Matthias Garn + Partner are have been working on a series of fourteen stone carved figures of characters from the Chronicles of Narnia for the exterior of St Mary’s Church, Beverley in Yorkshire.  The CS Lewis Company Ltd granted permission for the carvings to be based on these characters, and the highly competitive tender for carrying out of the work was won by Matthias Garn + Partner, with some figures sub-contracted to fellow QEST Scholar Andrian Melka. Matthias set up his own business in 2004 and his team have worked on ecclesiastical buildings across the UK to acclaim.

“For centuries there were carvings in these spaces on the outside walls,” explains Roland Deller, Director of Development for the church, “but over time they have weathered away completely. We don’t have any pictorial evidence to show us what was there, so have no way of reconstructing the original carvings. And so we decided to commission something new, to reflect more recent times.”

Before developing any of these designs, Matthias and his team studied the existing carvings on the interior and exterior of the church in great detail. They then developed drawings with the character of the existing carvings in mind. “The idea is to bring the Narnia characters to life by representing some aspect of their personality and/or role within the story,” he comments. “We would like the carvings to be instantly recognisable whilst also offering some sort of narrative context. For instance, we have Maugrim the wolf, a label stop, howling up at a gargoyle of the White Witch, and the White Witch leaning over towards a Mr Tumnus gargoyle, turning him to stone. The background of the label stops will also be carved with decorative detail, further contributing to the narrative context. These carvings will hopefully be a starting point from which to think more deeply about the story.” 

As well as Mr Tumnus and the White Witch, the other characters featured in the new carvings include Reepicheep the mouse, Fledge the winged horse, Glenstorm the centaur, and of course Aslan the lion.  The fictional figures will not be out of place at the church, which boasts 600 interior roof bosses, showing everything from Biblical characters to bizarre mythical creatures including the manticore and the basilisk.  Story telling is a strong part of the church’s history, to which these new figures will be an exciting addition.

“The precedent of animal and character carvings in churches stretches right back to medieval times,” explains St Mary’s Heritage Learning Officer, Dr Jennie England. “Amongst our roof bosses we already have countless wooden carvings of animals, real and mythical, and the misericord carvings under the seats in the Chancel feature an elephant and a pelican.”

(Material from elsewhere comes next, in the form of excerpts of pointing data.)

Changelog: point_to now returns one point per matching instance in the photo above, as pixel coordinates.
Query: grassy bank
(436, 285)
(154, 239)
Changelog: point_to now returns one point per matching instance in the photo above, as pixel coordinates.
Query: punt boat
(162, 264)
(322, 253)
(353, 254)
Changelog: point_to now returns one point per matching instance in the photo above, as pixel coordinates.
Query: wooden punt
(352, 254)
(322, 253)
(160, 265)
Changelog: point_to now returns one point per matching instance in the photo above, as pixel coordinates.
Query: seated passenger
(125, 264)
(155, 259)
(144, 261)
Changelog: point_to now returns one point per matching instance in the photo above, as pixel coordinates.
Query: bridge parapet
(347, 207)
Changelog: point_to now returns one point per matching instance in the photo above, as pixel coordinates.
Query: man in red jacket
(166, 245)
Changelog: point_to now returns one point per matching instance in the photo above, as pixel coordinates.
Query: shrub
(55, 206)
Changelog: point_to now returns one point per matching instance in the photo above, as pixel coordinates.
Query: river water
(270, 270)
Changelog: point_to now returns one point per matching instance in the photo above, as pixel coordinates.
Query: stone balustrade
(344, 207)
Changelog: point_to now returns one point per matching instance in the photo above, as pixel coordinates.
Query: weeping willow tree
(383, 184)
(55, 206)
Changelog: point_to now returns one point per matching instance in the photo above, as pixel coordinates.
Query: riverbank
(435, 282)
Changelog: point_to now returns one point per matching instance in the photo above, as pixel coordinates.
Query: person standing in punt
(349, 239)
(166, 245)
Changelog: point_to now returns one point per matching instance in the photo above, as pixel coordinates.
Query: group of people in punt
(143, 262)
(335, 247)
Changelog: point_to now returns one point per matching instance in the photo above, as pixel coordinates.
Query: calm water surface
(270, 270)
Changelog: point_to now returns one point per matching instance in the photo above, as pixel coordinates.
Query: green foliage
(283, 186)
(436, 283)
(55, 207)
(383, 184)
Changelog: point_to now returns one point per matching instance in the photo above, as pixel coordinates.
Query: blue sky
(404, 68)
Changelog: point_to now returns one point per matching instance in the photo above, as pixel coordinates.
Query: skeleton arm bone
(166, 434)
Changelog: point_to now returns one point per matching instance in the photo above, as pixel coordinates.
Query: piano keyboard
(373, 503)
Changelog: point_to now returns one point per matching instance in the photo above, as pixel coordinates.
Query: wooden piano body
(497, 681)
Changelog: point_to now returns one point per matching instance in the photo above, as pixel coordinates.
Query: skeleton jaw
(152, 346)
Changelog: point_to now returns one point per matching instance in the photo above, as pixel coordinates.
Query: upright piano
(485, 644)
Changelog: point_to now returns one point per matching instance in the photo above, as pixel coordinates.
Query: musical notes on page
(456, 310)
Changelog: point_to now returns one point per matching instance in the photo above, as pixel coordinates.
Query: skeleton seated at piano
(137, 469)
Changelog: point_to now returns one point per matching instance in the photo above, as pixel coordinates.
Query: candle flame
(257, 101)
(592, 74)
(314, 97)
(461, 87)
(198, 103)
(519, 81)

“CS Lewis’ books are not just for children, they contain incredible truth which help many Christians today reflect on our own understanding of God and faith,” comments St Mary’s vicar Becky Lumley. CS Lewis is widely recognised as one of the great theologians of the twentieth century, writing particularly about reconciling faith with pain and suffering in the world, after his own experience of losing his mother at a young age and later losing his wife to cancer. As well as a deep Christian faith, Lewis had a vivid imagination, and it is this which has endeared the books to generations of children. Narnia is peppered with mythological creatures – fauns, centaurs, dryads, naiads – and of course talking beasts. Lewis had been fascinated by anthropomorphic animals since he was a child, when he and his brother created imaginary worlds inhabited and run by animals.